Supervise your puppy when playing with toys that have squeakers, or parts that can be torn off and swallowed. Do not give your puppy rawhides, pig ears, or cow hoofs to chew. These toys have caused injury and even death to some Borders.
Border Terriers will demonstrate affection, understanding, or even humor, by leaping up and giving a quick, gentle nip on the arm or wrist. Though well meant, this behavior could scare a child. Also, when a child dashes by, Borders may take a quick grab at the arm, out of excitement. Children must be taught how to appropriately play and give attention and affection to a dog, and Borders needs to be taught not to leap and nip out of excitement.

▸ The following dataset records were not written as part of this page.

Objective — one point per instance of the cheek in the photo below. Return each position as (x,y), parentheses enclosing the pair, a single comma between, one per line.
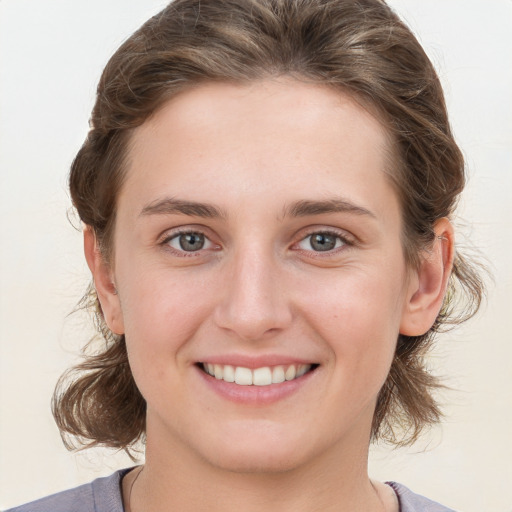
(358,314)
(161,312)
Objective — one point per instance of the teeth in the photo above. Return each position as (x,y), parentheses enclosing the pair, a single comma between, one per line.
(229,373)
(262,376)
(278,375)
(259,376)
(243,376)
(290,373)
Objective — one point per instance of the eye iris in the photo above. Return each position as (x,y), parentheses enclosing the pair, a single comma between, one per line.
(191,241)
(323,242)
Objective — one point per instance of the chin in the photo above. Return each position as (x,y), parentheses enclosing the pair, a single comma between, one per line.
(259,454)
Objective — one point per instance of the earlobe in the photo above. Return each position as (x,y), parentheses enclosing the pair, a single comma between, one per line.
(428,286)
(103,283)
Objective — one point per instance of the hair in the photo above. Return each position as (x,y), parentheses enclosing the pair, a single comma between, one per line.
(359,47)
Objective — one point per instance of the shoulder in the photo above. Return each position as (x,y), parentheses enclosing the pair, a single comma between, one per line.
(411,502)
(100,495)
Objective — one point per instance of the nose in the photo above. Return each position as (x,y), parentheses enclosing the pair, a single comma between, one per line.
(253,303)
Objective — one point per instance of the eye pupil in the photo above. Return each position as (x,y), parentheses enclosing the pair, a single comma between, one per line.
(191,241)
(323,242)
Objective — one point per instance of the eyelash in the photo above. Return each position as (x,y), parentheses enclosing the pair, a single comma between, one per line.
(345,240)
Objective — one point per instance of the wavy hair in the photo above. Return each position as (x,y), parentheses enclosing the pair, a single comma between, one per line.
(359,47)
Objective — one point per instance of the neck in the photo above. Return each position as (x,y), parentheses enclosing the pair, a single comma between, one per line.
(174,478)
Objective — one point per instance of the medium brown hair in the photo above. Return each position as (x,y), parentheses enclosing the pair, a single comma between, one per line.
(359,47)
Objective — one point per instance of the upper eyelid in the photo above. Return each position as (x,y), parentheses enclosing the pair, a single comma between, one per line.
(303,233)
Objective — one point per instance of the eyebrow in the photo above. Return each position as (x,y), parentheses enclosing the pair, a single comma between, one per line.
(302,208)
(334,205)
(170,205)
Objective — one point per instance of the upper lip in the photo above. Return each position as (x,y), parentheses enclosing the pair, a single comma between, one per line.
(253,362)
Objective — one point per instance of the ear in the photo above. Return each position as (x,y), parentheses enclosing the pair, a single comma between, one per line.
(427,286)
(104,283)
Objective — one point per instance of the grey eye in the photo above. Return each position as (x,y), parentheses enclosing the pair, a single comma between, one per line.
(189,242)
(321,242)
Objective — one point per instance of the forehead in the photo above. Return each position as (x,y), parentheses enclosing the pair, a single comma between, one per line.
(223,140)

You’ll have to teach your Border not to bite. Many puppies are mouthy and Borders are no exception. In fact, they are the rule. They mouth, nip, and lick. Mouthing and nipping should never be tolerated. Licking is desirable to some people. You can teach your puppy not to mouth you by closing your hand around its lower jaw and pressing on the tongue. At the same time, say firmly, “NO BITE!” Then say, “Be soft" and "Good puppy.”

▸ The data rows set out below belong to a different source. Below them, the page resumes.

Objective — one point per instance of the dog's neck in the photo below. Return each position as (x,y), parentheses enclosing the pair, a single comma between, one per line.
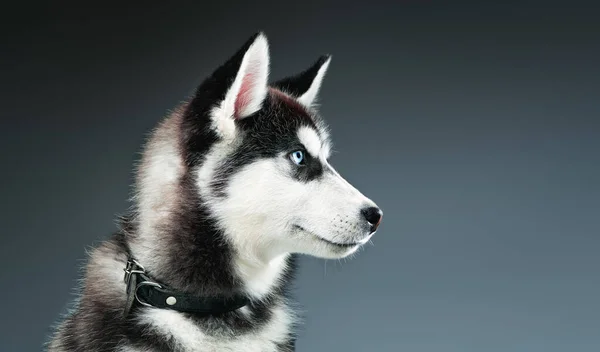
(192,255)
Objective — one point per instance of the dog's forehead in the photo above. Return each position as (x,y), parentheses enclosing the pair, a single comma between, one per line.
(311,140)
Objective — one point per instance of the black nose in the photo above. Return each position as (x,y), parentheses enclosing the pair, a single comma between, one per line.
(373,216)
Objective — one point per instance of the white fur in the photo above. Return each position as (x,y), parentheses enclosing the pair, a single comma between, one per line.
(190,338)
(254,69)
(263,203)
(310,96)
(158,188)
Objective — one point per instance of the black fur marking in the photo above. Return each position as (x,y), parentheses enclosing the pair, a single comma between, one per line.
(197,136)
(267,134)
(198,258)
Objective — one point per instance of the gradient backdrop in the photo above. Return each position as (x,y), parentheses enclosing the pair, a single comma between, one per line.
(474,126)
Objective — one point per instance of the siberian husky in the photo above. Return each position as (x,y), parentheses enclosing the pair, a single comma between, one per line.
(231,187)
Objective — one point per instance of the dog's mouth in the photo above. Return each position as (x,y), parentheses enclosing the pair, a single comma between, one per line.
(336,244)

Correct your puppy every time it put its mouth on any body parts. If the dog is not mouthing, but nipping or tearing at clothing, you can clap your hands and say firmly, “No Bite, leave it!” If this doesn’t work, use a spray bottle or shaker can instead of clapping your hands in conjunction with a verbal correction.
Don’t allow growling. If your puppy growls at you, raise it up to your face and look at it squarely. Tell it, “No growling” firmly. Then, draw the puppy close to you and say, “Be soft” and “Good puppy”. If it continues to growl at any point, repeat the above or put the pup on its back and close your hand loosely around its throat and say “No!” Follow that up with, “Be soft.... good puppy” and rub its belly. Do not use a scruff shake correction.
Do not allow any member of the household to play contact games (like wrestling) or tug-of-war. These games encourage aggression. Let the pup be aggressive only with things, i.e. shaking up a rope toy. Teach your puppy to chase and fetch toys. Play hide 'n seek. Teach your puppy tricks. These are all positive outlets for energy. Your pet needs a moderate amount of exercise.
Teach all children, especially young ones, how to pet, play, and interact with the puppy. Many young children are exuberant with puppies. Therefore, they stimulate the puppy and may make it very active. Teach your child not to squeal and run from the pup, as it is apt to chase the child and nip. Children should throw toys for the pup and sit quietly on the floor to pet the puppy.
Some young children want to carry a new puppy around, like a toy. Borders are notorious for leaping out of the arms of both adults and children. Borders are very small puppies and because of this, they are fragile. They shouldn’t be dropped, stepped on, or fallen over because they will get hurt. Additionally, don’t allow your pup to jump up or down from furniture.
Cars will kill them. Keep your Border Terrier on a leash.